Besides, appointing Pochettino does nothing to alleviate the deficiencies in the squad. A new manager doesn't mean a crop of much needed arrivals will suddenly spring up from the ground.
The Counter Claim:
The simple fact is that United wanted Pochettino to be their manager and now they've got the chance to appoint him.
He got Spurs playing a fantastic brand of football, overhauled them into a consistently excellent side and was very good at developing younger talent. That ticks all the boxes at Old Trafford.
What's more, he did all of that on a very tight budget. United can offer him more money to play with than Spurs could, potentially meaning they could get even more out of Pochettino.
The Argentine is a proven top class manager just waiting for that move to a club where he can start picking up silverware. United have a chance to appoint him now, if they don't move quickly that chance could be gone.
While Solskjaer hasn't exactly been given the squad he needs and his replacement would also have a squad with the same deficiencies the chances of another manager getting more out of what United currently have shouldn't be discounted.
Pochettino seems to be exactly what United want in a manager, shouldn't it be a no-brainer for them to approach him?
The Independent reports Pochettino is aiming to enjoy a little bit of a break from management and won't be rushed back into a new job.
If he intends to hang on until the summer he could have his pick of major clubs, with United facing competition from Real Madrid and Bayern Munich for the manager's signature.
Bayern have a temporary manager in place and would probably like to appoint someone of Pochettino's profile before they go into the next season, though they would likely prefer someone who speaks more German.
Real Madrid wanted Pochettino last year and Zinedine Zidane's return hasn't been as triumphant as his previous stint at the club. That's another job that could become available in time.
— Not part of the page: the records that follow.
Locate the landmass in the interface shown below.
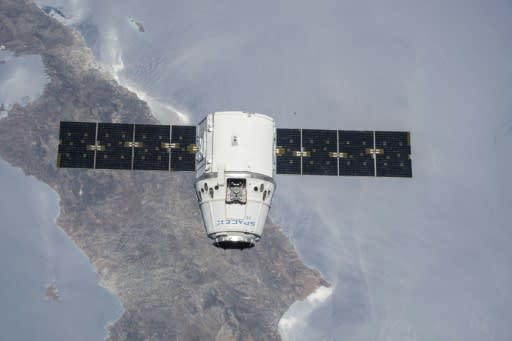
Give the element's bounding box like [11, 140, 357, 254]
[0, 0, 328, 339]
[44, 281, 60, 301]
[128, 18, 145, 33]
[41, 5, 67, 19]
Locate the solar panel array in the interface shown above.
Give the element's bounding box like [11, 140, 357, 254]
[57, 122, 197, 171]
[276, 129, 412, 177]
[58, 122, 412, 177]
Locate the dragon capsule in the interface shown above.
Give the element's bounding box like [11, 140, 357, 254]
[57, 112, 412, 250]
[194, 111, 275, 249]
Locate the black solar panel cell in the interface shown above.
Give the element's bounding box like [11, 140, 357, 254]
[95, 123, 134, 170]
[57, 120, 412, 178]
[58, 121, 96, 168]
[302, 129, 338, 176]
[375, 131, 412, 177]
[170, 125, 196, 171]
[338, 130, 375, 176]
[133, 124, 170, 171]
[276, 128, 301, 175]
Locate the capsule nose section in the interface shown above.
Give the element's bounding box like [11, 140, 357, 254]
[213, 234, 256, 250]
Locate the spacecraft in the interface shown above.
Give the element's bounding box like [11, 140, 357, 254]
[57, 111, 412, 249]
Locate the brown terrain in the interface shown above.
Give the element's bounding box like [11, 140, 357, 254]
[0, 0, 328, 339]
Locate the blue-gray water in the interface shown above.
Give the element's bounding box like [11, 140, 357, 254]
[29, 1, 512, 340]
[0, 48, 122, 340]
[0, 158, 122, 340]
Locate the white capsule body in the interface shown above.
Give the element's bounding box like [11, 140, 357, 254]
[195, 111, 276, 249]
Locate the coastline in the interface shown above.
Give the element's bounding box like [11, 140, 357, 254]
[47, 180, 126, 340]
[0, 0, 328, 339]
[0, 157, 122, 340]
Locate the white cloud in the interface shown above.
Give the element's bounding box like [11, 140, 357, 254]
[0, 52, 49, 110]
[95, 25, 191, 124]
[279, 285, 333, 340]
[66, 0, 512, 339]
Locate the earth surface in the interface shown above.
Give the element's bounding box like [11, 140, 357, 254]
[1, 0, 512, 340]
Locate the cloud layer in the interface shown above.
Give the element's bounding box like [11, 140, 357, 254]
[37, 0, 512, 339]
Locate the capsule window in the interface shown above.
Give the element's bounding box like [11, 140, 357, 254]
[226, 178, 247, 204]
[209, 187, 214, 198]
[204, 183, 208, 191]
[263, 190, 267, 201]
[197, 191, 202, 202]
[260, 184, 264, 192]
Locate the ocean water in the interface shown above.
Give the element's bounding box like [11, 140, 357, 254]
[0, 50, 122, 340]
[32, 1, 512, 340]
[0, 160, 122, 340]
[0, 159, 122, 340]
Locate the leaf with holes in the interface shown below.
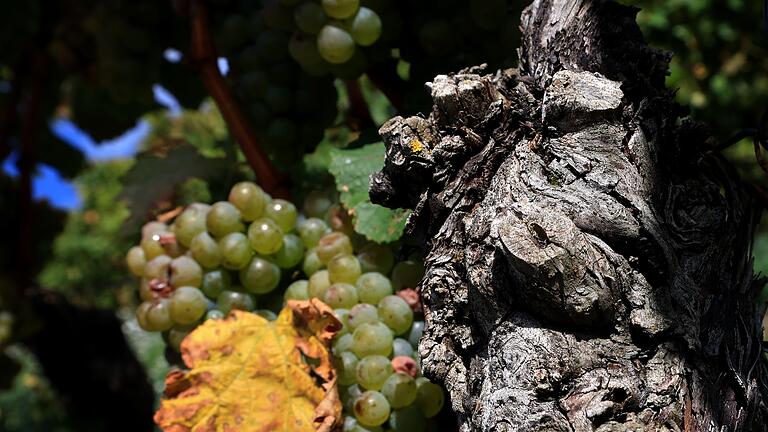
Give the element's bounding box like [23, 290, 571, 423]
[154, 299, 343, 432]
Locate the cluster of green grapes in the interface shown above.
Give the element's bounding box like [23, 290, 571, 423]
[317, 282, 443, 431]
[206, 0, 382, 165]
[124, 181, 444, 430]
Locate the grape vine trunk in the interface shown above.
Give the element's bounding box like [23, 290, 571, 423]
[371, 0, 768, 430]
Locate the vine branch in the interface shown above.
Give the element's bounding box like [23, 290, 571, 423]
[187, 0, 287, 195]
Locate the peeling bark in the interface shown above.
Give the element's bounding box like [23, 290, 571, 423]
[370, 1, 768, 430]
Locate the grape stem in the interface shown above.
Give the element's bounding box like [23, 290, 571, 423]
[344, 79, 374, 131]
[187, 0, 288, 196]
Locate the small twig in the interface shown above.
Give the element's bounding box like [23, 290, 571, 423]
[344, 79, 374, 131]
[366, 60, 405, 112]
[187, 0, 287, 196]
[715, 128, 760, 152]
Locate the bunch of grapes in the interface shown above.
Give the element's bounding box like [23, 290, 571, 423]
[125, 181, 445, 429]
[206, 0, 386, 165]
[287, 265, 444, 431]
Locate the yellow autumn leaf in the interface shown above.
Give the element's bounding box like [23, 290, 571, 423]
[154, 299, 343, 432]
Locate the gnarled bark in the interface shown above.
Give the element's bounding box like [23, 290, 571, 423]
[370, 0, 768, 430]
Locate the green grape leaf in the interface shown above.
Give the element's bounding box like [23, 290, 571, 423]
[120, 145, 233, 232]
[328, 142, 409, 243]
[329, 142, 385, 208]
[352, 202, 409, 244]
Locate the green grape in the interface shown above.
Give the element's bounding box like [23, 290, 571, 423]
[377, 295, 413, 335]
[273, 233, 305, 269]
[190, 231, 222, 269]
[352, 322, 393, 358]
[415, 378, 444, 417]
[302, 248, 324, 276]
[322, 0, 360, 19]
[265, 86, 293, 113]
[228, 181, 267, 221]
[303, 190, 334, 218]
[353, 390, 390, 427]
[334, 308, 351, 335]
[249, 102, 271, 128]
[173, 204, 209, 247]
[318, 24, 356, 64]
[238, 71, 269, 99]
[343, 416, 383, 432]
[256, 30, 290, 63]
[355, 272, 393, 305]
[169, 286, 207, 324]
[334, 332, 354, 353]
[201, 270, 230, 299]
[349, 7, 381, 46]
[328, 253, 362, 284]
[388, 406, 427, 431]
[126, 246, 146, 277]
[136, 301, 153, 331]
[217, 290, 256, 315]
[206, 201, 244, 237]
[337, 351, 359, 385]
[144, 255, 172, 281]
[145, 299, 174, 332]
[392, 338, 414, 358]
[308, 269, 332, 299]
[284, 279, 310, 301]
[240, 256, 281, 294]
[248, 218, 284, 255]
[206, 309, 225, 320]
[166, 324, 195, 352]
[255, 309, 278, 320]
[289, 33, 324, 68]
[266, 118, 299, 148]
[140, 233, 167, 260]
[407, 321, 424, 348]
[391, 260, 424, 290]
[328, 49, 368, 80]
[297, 217, 329, 248]
[355, 355, 393, 390]
[218, 232, 253, 270]
[323, 283, 359, 308]
[357, 243, 394, 275]
[142, 221, 168, 240]
[348, 303, 379, 330]
[317, 232, 354, 263]
[342, 384, 363, 413]
[138, 278, 154, 301]
[266, 199, 298, 232]
[170, 256, 203, 288]
[381, 372, 417, 408]
[295, 2, 327, 34]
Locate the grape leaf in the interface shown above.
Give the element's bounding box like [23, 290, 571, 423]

United's original plan when appointing Solskjaer was for him to take charge on a temporary basis before an attempt to appoint Pochettino was made at the end of the season, but the Norwegian earned a permanent contract after winning 14 of his first 19 games.
Since then the team's form has been much worse and Solskjaer has the same number of points (57) after 34 Premier League games as David Moyes did before being sacked.
Last season Jose Mourinho was sacked after picking up on average 1.52 points per game, this season United are picking up on average 1.3 points per game.
Solskjaer's United of this season are in manager sacking form and the club is on course to pick up just 50 points, which would be their worst ever domestic season. Something needs to change, whether it be the manager or the squad he has available. Honestly, it's both but changing the manager is easier right now.